In 1986, NCBLG's Executive Director Gil Gerald was concerned about the lack of a national response to HIV and AIDS in the Black community. In addition to obtaining resources from the US Department of Health and Human Services to sponsor a National Conference on AIDS in the Black Community, Mr. Gerald sought to meet with the Surgeon General who was then engaged in an effort to write and publish the Surgeon General's Report on AIDS.
The work of the Surgeon General was controversial in that he was proposing to mail it to every household in the US, much like the government sends tax forms to every household every year. Many conservatives in Congress were adamantly opposed, and the White House, under President Ronald Reagan, was not out front on the issue, to say the least. Mr. Gerald sought to make it clear to the Surgeon General how important it was to highlight the impact of the epidemic on African Americans.
The Surgeon General's Office responded by inviting Mr. Gerald to meet with Dr. C. Everett Koop. The meeting was arranged for lunchtime, on the same day as the National Conference on AIDS in the Black Community at the DC Convention Center. During lunch, which was being keynoted by DC Mayor Marion Barry, Gil Gerald assembled an ad-hoc group from around the country to join him in meeting with the Surgeon General. The group included, Fred Garnett, a nationally prominent PWLA at the time, Dr. Amanda Houston Hamilton from San Francisco, then involved in community-based research about HIV in the Black community, Rev. Carl Bean, then Executive Director of the Minority AIDS Project in Los Angeles, Suki Ports, then Executive Director of the Minority Task Force on AIDS in NY, and Paul Kawata, then Executive Director of the newly formed National AIDS Network.

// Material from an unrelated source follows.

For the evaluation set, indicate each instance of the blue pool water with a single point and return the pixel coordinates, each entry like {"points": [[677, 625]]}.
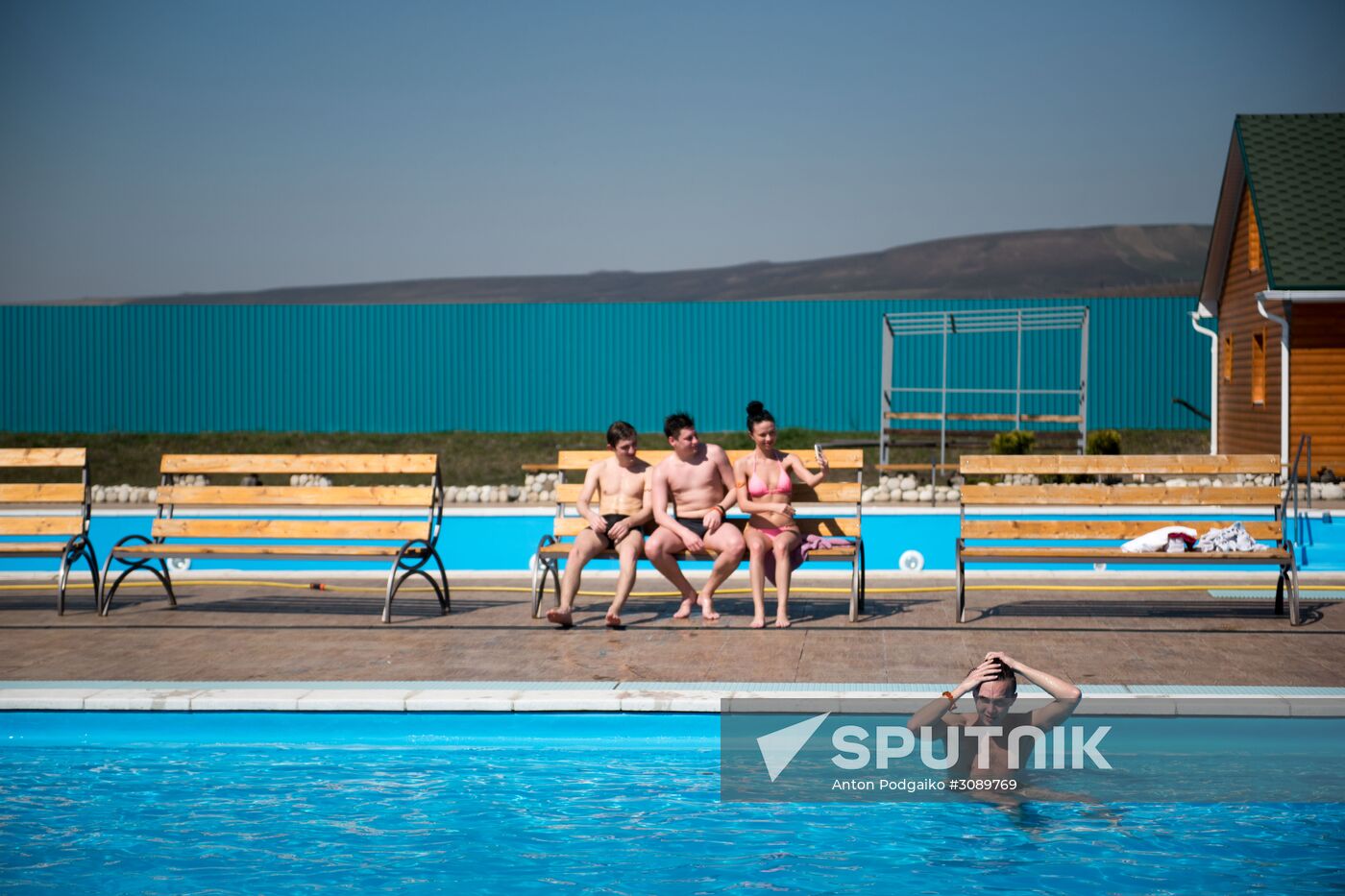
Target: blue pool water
{"points": [[507, 543], [275, 802]]}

Members of the community originally associated and not originally associated with the Minority AIDS Council (NMAC) reference this meeting as one of the milestones in organizing NMAC and there is a great deal of truth to that. While the process of forming NMAC happened overtime, Amanda Houston Hamilton recalls that after we got in the taxi heading to the meeting I asked what should we call this group, and the response was National Minority AIDS Council. The actual incorporation of that organization would follow some time later. However, the record, as illustrated in the advertising for the Conference, in the Summer 1986 issue of Black/Out, on the back cover, indicates that by then, a number of us were calling ourselves the National Minority AIDS Council, and that NMAC was listed as a co-sponsor of the National Conference on AIDS in the Black Community. My memory had failed me, but I have been reminded that I was the incorporating officer of NMAC when it finally became incorporated.
During the meeting with Dr. Koop, my fondest recollection is him thanking us for the information and indicating that he had a scheduled meeting at the White House coming up where he would convey our concerns. He indicated that he was meeting with the "most important person there," and that it was not the President. No one asked, and Gil Gerald did not really want to inquire any further about who that person might be. A contemporary news article about the Conference and the meeting with Dr. Koop was published in several periodicals, including the Washington Blade, the New York Times, the Philadelphia Inquirer, and one by Guy Weston, published in NCBLG's Blackout magazine. There was follow-up correspondencewith Dr. Koop, after his office invited Gil Gerald to be present at the press conference releasing the Surgeon Generals Report on AIDS.